The pandemic created uncertainty for association finances. Budgets were often wildly off pace from the pandemic reality, and many organizations scrambled to figure out what to do. But scrambling doesn’t have to be a part of the equation if associations communicate finance policies, forecast, and stay flexible.

Over the past year, COVID-19 forced us to adapt to unprecedented challenges. However, creating practices that make your association agile and ready to respond can mitigate potential negative impacts to its financial health. Being agile starts with solid communication, trust, and empowerment from your board.

The association industry is likely to continue to see disruptive events over short periods of time due to rapidly evolving technologies and overall economic fluctuations. To be future ready and agile, you cannot be bogged down with archaic financial policies.

Communicate Consistently

My organization, ABET, Inc., was ready to respond to COVID-19 due to our practices of open communication, transparency, and flexible financial practices.

Even the best financial policies and practices will be unsuccessful if your association’s board does not understand them or how you implement them. During every finance committee meeting, our policies are shared and discussed. I share a financial dashboard with our board each quarter and present a risk assessment every few years. I communicate how I assess risks and categorize what my findings—from certain to highly unlikely to happen. I ensure they understand our practice is to be proactive rather than reactive.

Consistent forecasting reinforces that we are financial professionals, not fortune tellers. If your loss is not due to poor management, there should be no shame in sharing the circumstances, and if it is due to poor management, then a very different conversation must take place.

Communicating regularly with our board builds trust and confidence, which allows us to plan strategically and implement the following financial practices.

Budget Versus Forecast

Each year, ABET creates a new budget. Our managers review actual and historical performance, as well as project plans for the coming year. This final budget is sent to our board for approval and is then adopted.

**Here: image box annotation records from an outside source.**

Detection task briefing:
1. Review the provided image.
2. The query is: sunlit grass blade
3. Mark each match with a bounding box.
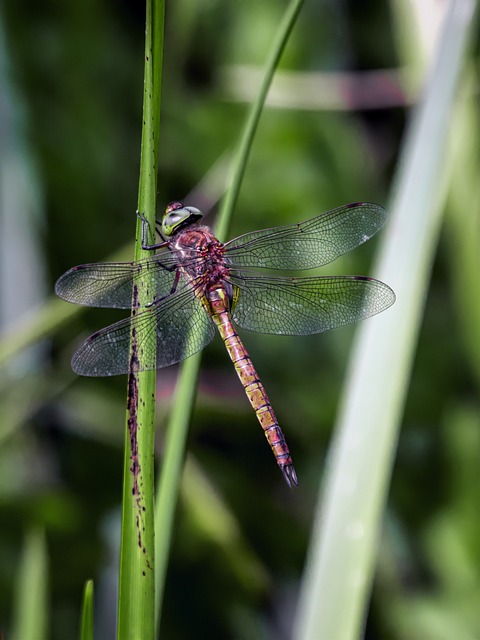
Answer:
[295,0,474,640]
[155,0,303,632]
[80,580,93,640]
[117,0,164,640]
[12,530,48,640]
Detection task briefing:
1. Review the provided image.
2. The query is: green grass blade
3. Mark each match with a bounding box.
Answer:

Our goal is to stick to the approved budget. This might mean getting creative, but it also means being agile since challenges might come on short notice. For example, like most associations last year, we had to cancel our annual conference. We could have requested an amended budget to reflect the impact of this, but instead we updated and presented a new year-end forecast. This forecast illustrated the financial impact of not hosting the event after reallocating funds to support various virtual events. It also included an estimate of what we might be charged in hotel cancellation fees, while displaying the actual-to-budgeted variances. Our staff and volunteers worked hard to eliminate as much of the actual-to-budget variance as possible.

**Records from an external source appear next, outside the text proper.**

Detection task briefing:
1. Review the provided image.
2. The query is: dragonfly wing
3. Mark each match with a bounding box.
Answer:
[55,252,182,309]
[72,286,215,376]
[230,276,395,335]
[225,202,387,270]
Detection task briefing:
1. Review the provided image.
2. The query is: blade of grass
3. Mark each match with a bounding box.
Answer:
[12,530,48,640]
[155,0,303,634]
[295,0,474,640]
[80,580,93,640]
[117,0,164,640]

This approach was available because our board was accustomed to receiving forecasts during normal business operations. We have always been transparent about any changes from budget-to-actual results. If your association is not currently taking the time to forecast and share these results frequently with your board, I highly recommend you start: the law of “no surprises” is key to building trust, partnerships, and confidence.

When to Amend

So, when do you go to your board for an amended budget? I recommend you only do this once a year, at most, regardless of the circumstances and only when extremely necessary.

Necessary scenarios might include:

  • Needing a material amount of additional funding for a current or new project.
  • Finding zero loss mitigation options.
  • Wanting to pull from reserves to cover losses. (This should only be done if it is certain to be a one-time occurrence.)
  • Eliminating a business segment or revenue source.
  • Adding a new business segment or reorganization of operations during a fiscal year.

When creating a new budget, keep in mind the concept of materiality. If you are forecasting a loss when you budgeted a contribution to reserves, explain it in a forecast. Submitting a new budget every time an imminent loss materializes can become burdensome and weaken confidence over time. Consistent forecasting reinforces that we are financial professionals, not fortune tellers. If your loss is not due to poor management, there should be no shame in sharing the circumstances, and if it is due to poor management, then a very different conversation must take place.

Maintain Flexibility

If your current financial policies force you to create multiple budgets based on anticipated variances, I recommend you change these policies to be more flexible and realistic.

Creating a monthly year-end forecast and continually evaluating trends has made a world of difference for ABET. For example, we saw the virtual events push happening years ago. Sharing these forecasts with our board members enabled them to function as strategic partners with staff, and we were ready to jump into gear without multiple hours of budget presentations. We had already done the research and converted some of our face-to-face events to a virtual format prior to COVID-19. Because of this, we successfully launched more virtual events in response to the pandemic.

Following these principles has allowed our financial team to build trust, partnerships, and confidence with our board members. Consider putting them into place at your association to increase agility and maintain financial health in uncertain times.

Jessica Silwick, CAE

Jessica Silwick, CPA, MBA, CAE, is chief financial officer and chief operating officer at ABET, Inc., in Baltimore.